The Indexed Seqential Access Method (ISAM) file was invented to help with this. A B-Tree index supplemented the data records in the file, allowing any record to be quickly read and updated using its index key value. To avoid obsoleting all prior processing logic, once the file was positioned on a record via the random access index, the logic could continue to processing following records in key value sort order.
All those multiple record types were still interspersed with their header records, and this complicated the conversion from sequential processing to truly random-access techniques. Hierarchical indexed files and database structures were invented to help with this.
Each set of detail record type associated with a header record was organized as a child collection associated with the parent record. Once the parent record was located via its key value, any child record could also be randomly accessed via its subordinate key value. Each child collection was separately indexable by domain-appropriate sub-keys. Child records could also contain collections of grand-child records, etc.
The Enigma of the Dual Hierarchy
Things got a little sticky when situations involving a dual hierarchy appeared. The following classic teaching example was explicitly created to demonstrate a dual hierarchy:
- A college enrollment database stores information about Teachers, Students, and Courses.

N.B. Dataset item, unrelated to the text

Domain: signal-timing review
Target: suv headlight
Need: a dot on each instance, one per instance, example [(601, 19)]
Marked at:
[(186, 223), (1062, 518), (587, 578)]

- A Teacher teaches several Courses.
- A Student attends several Courses.
So which business entity should be the parent of the hiararchy? Do we index on Teacher, attach a collection of all Courses they teach, and then attach sub-collections of Students in each Course? Or do we store Students at the top, containing Courses, and then store the Teacher record attached to the Course?
Either way we have redundant data — the same Course record needs to appear more than once if we have two Teachers assigned to the Course, or if we use Student as the parent entity. Similarly, the same Teacher or Student record would have to be stored in more than one place in one or the other hierarchical schema.
Network Model Databases
The next stage of database evolution was the network model database, which allowed for inter-entity relationships to be modeled as relationship sets. To quote the Wikipedia article: “… the network model allows each record to have multiple parent and child records, forming a generalized graph structure.”
Both hierarchical and network schema databases are often referred to as navigational databases. The processing logic locates a primary entity via its index key value, and then navigates to related records via sub-collections or relationship sets.
The network model database schema turned out to be a transitional form in the evolution from hierarchical to relational databases.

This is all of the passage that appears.